I was reading today about attempts in various US jurisdictions to bring in laws that will force schools and educational institutions generally to have "open debate" on such matters as climate change and the theory of evolution and, after calming down, considered the nature of what irritates me so much about such an approach, not least to law. There seems to have grown, particularly on the right in the US, a generic kind of irrationalism that is based on the view that all kinds and types of belief are effectively equivalent to each other and hence that there can be some kind of "neutral forum" in which they can all present their case before the public.

This belief is in fact a masquerade since the kinds of people who think that there are grounds for serious debate concerning the "theory" of evolution have very little conception of what a theory consists in and what kinds of considerations are relevant for evaluation of it. So it appears "reasonable" to some to appeal either to Scripture or to a set of apparent "evidences" of design in nature as if either of these appeals was somehow evidentially on a par with the accumulative work of natural science. In responding to such people one tends to lose one's patience simply because they have such a peculiar view of what counts as an argument. So the kinds of evidence of "design", to take the most respectable version of this kind of view, that are supposed to count are either versions of an anthropomorphic fallacy or they are clearly accounted for within the scope of evolutionary theory in any case which is based on a comprehension of adaptation to environment that would predict such effects of design as emergent. Further, any serious rational person is aware that the use of Occam's razor commits us to accepting that the simplest explanation that accounts for the phenomena in question is, by virtue of its simplicity, the best one.

Since the kinds of people one is arguing with, however, systematically flout all considerations of evidence and rational grounds of belief these types of appeal are unlikely to persuade them. At which point one finds that effectively there is no kind of rational ground that would persuade them of anything. So, to move over to climate change, apparently some "religiously" motivated critics of it argue that we can't be affecting the climate in this way as the climate was designed by God. Again, since it is apparent that any and all aspects of the climate are susceptible to harm by us, there is no ground at all for thinking it per se impossible that we could be responsible for damaging the climate. But anyone who thinks that you can invoke God in this kind of way in an argument has so little conception of argument that one is at a loss how to begin with them.
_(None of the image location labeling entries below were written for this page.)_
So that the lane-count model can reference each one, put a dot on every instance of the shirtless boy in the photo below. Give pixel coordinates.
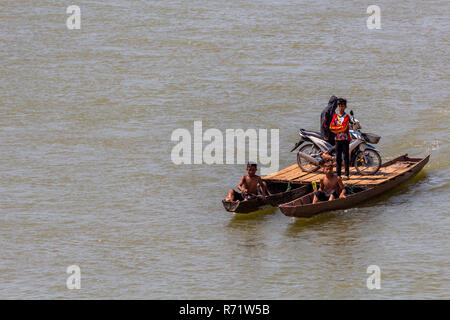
(331, 186)
(249, 186)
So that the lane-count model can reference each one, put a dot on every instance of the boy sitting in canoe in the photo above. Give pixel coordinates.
(249, 185)
(331, 186)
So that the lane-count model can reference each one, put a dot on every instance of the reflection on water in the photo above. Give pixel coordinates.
(86, 120)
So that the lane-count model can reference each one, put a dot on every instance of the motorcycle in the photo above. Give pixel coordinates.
(363, 156)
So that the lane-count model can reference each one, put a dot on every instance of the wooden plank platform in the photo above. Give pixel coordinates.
(388, 171)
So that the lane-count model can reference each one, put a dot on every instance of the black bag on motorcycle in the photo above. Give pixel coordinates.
(325, 119)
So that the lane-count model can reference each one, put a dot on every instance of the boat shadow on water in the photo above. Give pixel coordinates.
(261, 213)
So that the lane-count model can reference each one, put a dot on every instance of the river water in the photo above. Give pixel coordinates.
(86, 176)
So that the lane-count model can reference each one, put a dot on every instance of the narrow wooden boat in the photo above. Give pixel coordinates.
(276, 198)
(303, 207)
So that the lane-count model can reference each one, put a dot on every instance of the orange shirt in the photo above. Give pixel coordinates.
(340, 126)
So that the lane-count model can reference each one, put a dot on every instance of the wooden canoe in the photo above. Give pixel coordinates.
(303, 207)
(274, 199)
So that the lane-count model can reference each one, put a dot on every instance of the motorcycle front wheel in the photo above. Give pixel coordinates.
(303, 164)
(367, 162)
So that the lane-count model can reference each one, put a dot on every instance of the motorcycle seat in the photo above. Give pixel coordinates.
(312, 133)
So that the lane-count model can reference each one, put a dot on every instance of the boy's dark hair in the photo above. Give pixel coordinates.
(328, 164)
(251, 165)
(342, 101)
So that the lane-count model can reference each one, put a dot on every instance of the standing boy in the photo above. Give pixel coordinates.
(331, 186)
(249, 185)
(340, 127)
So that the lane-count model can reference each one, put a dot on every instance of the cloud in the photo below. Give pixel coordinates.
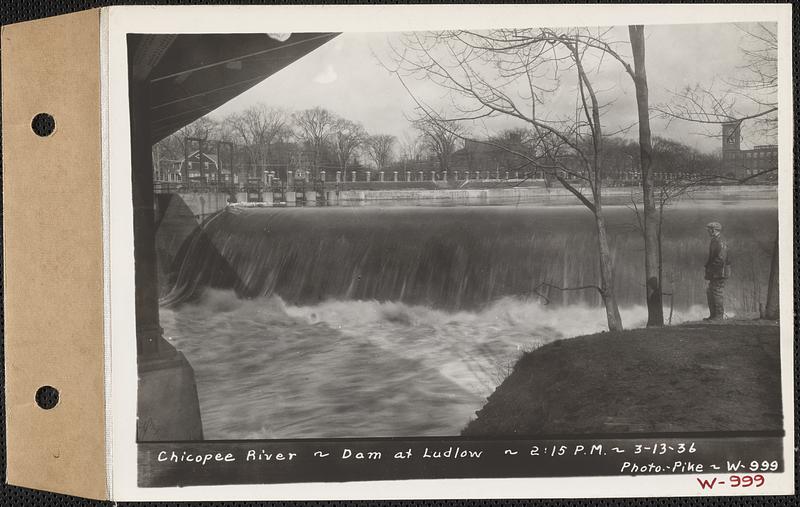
(327, 76)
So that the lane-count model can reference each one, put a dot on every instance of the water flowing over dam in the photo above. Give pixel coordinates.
(388, 321)
(461, 257)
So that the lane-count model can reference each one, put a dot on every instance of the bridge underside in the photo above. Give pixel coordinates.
(174, 80)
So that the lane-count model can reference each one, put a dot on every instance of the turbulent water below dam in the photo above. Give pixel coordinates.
(399, 321)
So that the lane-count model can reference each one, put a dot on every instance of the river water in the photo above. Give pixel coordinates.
(400, 321)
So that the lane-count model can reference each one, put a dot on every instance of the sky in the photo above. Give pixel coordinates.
(346, 76)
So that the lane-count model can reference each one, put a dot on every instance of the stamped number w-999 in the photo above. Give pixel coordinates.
(745, 481)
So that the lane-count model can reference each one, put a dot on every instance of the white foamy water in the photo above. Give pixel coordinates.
(266, 369)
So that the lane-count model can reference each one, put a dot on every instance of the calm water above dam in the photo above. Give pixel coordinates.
(399, 321)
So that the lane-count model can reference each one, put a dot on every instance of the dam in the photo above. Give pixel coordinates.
(415, 309)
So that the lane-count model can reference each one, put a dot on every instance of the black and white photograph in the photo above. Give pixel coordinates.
(545, 251)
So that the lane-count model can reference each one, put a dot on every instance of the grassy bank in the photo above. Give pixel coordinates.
(693, 377)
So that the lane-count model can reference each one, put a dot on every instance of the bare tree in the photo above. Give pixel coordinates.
(438, 137)
(511, 74)
(380, 149)
(411, 146)
(348, 137)
(652, 225)
(314, 127)
(256, 128)
(750, 97)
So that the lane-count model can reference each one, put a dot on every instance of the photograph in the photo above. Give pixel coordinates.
(466, 239)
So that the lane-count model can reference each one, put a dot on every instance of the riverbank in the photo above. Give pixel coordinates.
(692, 377)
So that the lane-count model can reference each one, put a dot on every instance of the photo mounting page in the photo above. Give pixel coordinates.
(456, 246)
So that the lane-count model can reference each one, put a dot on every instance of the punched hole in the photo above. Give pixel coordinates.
(43, 124)
(47, 397)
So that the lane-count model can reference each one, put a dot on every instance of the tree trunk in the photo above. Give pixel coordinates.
(655, 309)
(772, 310)
(606, 273)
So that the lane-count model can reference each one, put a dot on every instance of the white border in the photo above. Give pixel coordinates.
(215, 19)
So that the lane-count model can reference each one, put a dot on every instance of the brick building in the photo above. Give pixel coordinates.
(739, 163)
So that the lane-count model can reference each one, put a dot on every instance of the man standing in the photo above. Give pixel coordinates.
(717, 270)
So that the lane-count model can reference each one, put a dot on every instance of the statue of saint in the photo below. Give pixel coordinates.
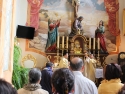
(99, 33)
(77, 48)
(77, 26)
(52, 34)
(76, 4)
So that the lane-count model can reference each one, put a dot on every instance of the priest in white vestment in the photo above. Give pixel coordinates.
(64, 61)
(89, 70)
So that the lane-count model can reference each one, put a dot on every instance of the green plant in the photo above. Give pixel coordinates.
(19, 77)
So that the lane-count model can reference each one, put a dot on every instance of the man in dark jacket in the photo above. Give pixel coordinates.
(46, 77)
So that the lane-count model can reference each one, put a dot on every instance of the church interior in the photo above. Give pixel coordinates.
(34, 32)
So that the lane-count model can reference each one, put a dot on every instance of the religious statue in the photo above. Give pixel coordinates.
(77, 48)
(52, 34)
(77, 26)
(93, 60)
(76, 4)
(33, 12)
(89, 70)
(99, 34)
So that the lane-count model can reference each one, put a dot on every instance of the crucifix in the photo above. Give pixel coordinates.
(76, 4)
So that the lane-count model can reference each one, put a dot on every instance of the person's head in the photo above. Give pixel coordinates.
(91, 56)
(76, 64)
(49, 64)
(80, 18)
(65, 54)
(101, 23)
(34, 76)
(62, 81)
(86, 54)
(112, 71)
(6, 88)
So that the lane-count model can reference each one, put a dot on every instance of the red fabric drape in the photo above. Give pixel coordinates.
(34, 12)
(112, 8)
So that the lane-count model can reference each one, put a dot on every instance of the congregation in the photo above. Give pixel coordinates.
(69, 80)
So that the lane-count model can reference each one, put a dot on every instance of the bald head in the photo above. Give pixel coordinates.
(76, 64)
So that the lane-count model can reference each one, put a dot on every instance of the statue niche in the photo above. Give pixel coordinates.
(77, 47)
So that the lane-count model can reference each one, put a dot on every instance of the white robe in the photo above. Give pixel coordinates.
(89, 70)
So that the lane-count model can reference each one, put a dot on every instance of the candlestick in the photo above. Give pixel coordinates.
(93, 43)
(58, 42)
(62, 42)
(89, 43)
(98, 43)
(67, 38)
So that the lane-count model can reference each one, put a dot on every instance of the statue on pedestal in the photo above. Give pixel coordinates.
(77, 27)
(77, 48)
(76, 4)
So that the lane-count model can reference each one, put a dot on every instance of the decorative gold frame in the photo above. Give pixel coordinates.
(33, 49)
(117, 37)
(29, 57)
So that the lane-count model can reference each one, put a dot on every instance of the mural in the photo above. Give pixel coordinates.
(92, 10)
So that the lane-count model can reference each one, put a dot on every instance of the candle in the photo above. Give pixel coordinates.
(93, 43)
(89, 43)
(58, 42)
(62, 42)
(67, 39)
(98, 43)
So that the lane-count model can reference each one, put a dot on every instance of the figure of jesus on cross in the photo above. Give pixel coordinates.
(76, 4)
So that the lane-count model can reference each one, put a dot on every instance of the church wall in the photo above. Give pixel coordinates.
(7, 17)
(21, 17)
(122, 45)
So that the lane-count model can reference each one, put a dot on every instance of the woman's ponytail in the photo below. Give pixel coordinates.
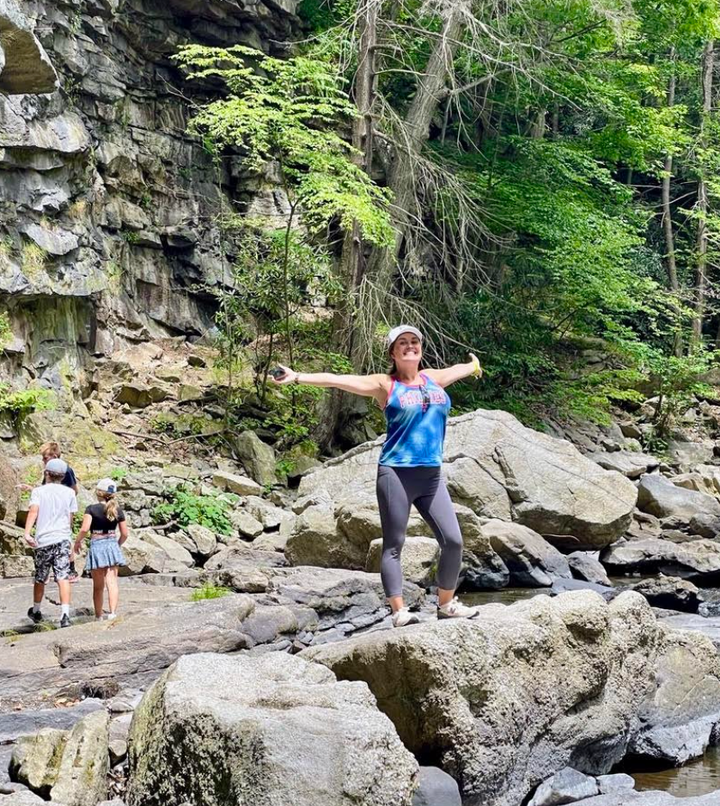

At this point I tend towards the view that the real problem in these cases is a moral one. Irrational people of the sort who deny the intrinsic possibility of climate change or think that the theory of evolution is "just" a theory are people in a grip of a conviction and this conviction is one that has corrupted their reasoning powers. This doesn't entail that they are generically incapable of reasoning but that, with a range of subjects, there is a moral fault when it comes to being able to practice the skills of reasoning that they undoubtedly are capable of using. In this sense people of this sort are morally corrupt persons, persons that is, who prefer a belief to be adopted because it suits them and feel no responsibility to see how such a belief may relate to the myriad kinds of considerations that are appropriate for its evaluation. In this sense the fault they have is not, in the first instance, one of reason but of morality and the kind of fault it is involves submitting to inclination in the sense that certain kinds of beliefs strike them as "looking" better than others. Hence, though it seems ugly to say it, these people are guided by a kind of corrupt aesthetic that has taken charge of their morals and atrophied their reasoning capacities.

There is a moral basis to reasoning correctly which involves acceptance of rules and canons of argument, understanding of what kind of thing counts as evidence and agreement to engage with others in a common discussion. In the absence of this there is moral irresponsibility based on abdication before presumed "facts" that have an absolute status and yet get defended by means of a perverse relativism.